The Care and Keeping of You (volumes 1 and 2)
Reaching For the Moon
I agree with this advice. My daughter was very forthcoming about body changes for a while, but when she hit around 11, she became much quieter and kept more to herself. She had the Care and Keeping of You books and really liked them. She gradually began to open up more about questions and concerns and now, at almost 15, is pretty open about that stuff. I've been talking about sex and puberty with all three of my kids from a young age because I wanted to keep open communication. My younger two are open about this stuff, my oldest (boy) is very, very private now.

My own mother never talked to us about sex, but left books out on the hallway book shelf. I learned a whole lot from those books!

Quote:
Originally Posted by Stagemomma View Post
OP, how about sports bras? My youngest is 17 and still wears nothing but sports bras...fun colors and patterns, no hooks. Layering them with tanks or camis is fun also.

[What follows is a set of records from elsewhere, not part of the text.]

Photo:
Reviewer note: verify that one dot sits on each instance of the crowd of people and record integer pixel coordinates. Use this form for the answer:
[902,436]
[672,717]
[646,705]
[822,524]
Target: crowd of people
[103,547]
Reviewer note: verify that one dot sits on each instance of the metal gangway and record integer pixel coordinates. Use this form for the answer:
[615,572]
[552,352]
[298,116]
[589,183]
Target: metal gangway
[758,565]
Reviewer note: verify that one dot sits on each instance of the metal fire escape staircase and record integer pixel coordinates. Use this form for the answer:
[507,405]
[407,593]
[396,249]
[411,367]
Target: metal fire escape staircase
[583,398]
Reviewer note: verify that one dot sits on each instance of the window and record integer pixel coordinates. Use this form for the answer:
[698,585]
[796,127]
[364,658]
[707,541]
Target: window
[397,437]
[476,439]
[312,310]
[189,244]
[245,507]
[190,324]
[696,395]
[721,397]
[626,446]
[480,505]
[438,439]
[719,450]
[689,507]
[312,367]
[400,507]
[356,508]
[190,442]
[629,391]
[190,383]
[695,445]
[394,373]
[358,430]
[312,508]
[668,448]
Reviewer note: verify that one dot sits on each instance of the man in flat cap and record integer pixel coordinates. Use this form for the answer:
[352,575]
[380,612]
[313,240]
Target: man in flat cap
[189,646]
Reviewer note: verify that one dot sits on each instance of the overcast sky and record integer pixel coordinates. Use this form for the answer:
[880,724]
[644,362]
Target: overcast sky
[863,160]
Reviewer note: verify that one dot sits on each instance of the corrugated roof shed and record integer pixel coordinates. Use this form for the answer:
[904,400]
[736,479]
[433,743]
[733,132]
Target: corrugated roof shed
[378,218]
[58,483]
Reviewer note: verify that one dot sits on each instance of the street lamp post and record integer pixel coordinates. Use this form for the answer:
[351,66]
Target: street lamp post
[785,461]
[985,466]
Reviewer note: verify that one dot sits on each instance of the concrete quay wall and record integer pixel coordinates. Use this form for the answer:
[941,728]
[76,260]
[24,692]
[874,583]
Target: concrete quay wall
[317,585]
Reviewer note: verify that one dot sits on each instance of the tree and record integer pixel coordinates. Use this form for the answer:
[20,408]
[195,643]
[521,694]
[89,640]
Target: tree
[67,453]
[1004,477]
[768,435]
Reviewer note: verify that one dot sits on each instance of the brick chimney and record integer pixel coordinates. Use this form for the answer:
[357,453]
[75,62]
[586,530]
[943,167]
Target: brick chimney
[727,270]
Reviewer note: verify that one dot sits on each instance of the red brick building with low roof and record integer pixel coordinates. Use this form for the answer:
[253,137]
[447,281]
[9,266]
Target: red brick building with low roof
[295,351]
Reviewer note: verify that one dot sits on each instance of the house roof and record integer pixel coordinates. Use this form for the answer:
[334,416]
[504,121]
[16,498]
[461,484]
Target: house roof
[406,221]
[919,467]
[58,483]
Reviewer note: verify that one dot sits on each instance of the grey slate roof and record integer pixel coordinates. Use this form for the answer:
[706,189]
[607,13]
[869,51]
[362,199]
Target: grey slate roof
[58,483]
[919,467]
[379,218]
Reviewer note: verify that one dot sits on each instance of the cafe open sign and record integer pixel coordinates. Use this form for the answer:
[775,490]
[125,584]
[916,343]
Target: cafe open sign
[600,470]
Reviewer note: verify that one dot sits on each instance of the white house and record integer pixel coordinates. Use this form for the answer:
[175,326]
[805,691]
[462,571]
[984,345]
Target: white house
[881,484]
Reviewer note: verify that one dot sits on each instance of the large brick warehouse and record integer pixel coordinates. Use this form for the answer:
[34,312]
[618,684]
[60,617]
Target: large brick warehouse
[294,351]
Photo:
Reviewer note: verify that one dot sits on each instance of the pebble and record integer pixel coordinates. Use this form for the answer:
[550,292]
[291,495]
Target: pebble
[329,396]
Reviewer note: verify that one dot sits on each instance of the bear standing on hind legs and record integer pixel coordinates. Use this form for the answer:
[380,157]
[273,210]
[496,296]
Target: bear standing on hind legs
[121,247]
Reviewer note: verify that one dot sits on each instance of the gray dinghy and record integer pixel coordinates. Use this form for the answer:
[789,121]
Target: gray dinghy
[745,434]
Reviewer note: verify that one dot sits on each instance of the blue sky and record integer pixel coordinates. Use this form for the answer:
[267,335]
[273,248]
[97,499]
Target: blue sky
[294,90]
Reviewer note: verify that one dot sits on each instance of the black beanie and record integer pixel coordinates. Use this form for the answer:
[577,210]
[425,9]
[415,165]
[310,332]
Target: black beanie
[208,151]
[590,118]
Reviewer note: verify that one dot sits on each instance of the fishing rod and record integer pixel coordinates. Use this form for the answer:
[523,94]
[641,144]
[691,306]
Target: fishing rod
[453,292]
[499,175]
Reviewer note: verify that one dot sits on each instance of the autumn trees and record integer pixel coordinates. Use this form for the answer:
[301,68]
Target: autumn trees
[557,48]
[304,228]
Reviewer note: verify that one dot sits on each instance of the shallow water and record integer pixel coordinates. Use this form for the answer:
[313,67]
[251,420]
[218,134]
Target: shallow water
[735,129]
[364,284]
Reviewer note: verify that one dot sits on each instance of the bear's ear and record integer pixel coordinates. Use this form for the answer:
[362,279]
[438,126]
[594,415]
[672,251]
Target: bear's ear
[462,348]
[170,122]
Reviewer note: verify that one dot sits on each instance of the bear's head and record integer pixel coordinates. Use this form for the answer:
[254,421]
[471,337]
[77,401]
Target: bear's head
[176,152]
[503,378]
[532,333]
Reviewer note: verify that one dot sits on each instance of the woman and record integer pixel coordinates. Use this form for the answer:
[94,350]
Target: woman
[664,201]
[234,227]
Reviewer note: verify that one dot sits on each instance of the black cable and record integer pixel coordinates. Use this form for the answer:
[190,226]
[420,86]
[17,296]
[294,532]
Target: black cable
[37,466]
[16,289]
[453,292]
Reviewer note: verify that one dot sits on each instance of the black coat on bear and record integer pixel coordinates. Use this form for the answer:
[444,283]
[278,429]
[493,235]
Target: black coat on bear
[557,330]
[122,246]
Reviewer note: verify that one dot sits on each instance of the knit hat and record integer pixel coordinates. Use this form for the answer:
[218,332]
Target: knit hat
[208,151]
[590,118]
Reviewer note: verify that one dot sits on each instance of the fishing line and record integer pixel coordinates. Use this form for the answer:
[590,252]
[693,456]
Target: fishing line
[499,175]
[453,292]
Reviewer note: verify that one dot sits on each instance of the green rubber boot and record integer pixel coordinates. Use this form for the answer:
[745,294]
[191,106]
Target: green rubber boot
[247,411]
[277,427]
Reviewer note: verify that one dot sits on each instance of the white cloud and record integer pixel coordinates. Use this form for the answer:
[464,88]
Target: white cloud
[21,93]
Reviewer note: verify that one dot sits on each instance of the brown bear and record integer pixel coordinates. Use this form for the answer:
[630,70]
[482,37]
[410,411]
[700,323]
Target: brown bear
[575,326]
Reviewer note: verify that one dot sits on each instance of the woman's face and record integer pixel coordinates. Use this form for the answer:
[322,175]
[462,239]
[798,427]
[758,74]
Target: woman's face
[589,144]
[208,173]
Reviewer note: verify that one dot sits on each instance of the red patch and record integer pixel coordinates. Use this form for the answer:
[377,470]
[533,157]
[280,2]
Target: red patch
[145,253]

It will only take one jerk teasing her about her nipples for her to come around on the idea of bras really fast. You could warn her about that.

IMHO don't make it seem like a heavy thing you need to discuss, but something normal that can drop in and out of daily conversation. I've told the girls my embarrassing stories, they've told me theirs.
I agree with it being a normal topic that pops up when appropriate. There is nothing to be ashamed of in puberty, and having "the talk" puts more emphasis on it than there needs to be, imo. my daughter also loves sports bras and layering with camis/tanks. She refused to wear anything bra-like, even when I encouraged it and bought comfortable items for her, until the boys at school started taking notice of her very large chest.

Quote:
Originally Posted by izzy2017 View Post
I was probably a C cup by 12 and definitely needed a bra. Not all girls are willing to wear one even if they really do need it.
My daughter does not take after me- she's been a D cup since around age 12 and some measurement sites indicate she's much larger than that. She wears sports bras almost exclusively, so I'm not actually sure what size she is. I'm sad that my daughter wishes so fervently to have a flat chest. She is really self-conscious about her shape. I know many of us were insecure about our bodies at that age (and maybe many of us still are), but I hate to see such a beautiful young lady so unhappy with her body.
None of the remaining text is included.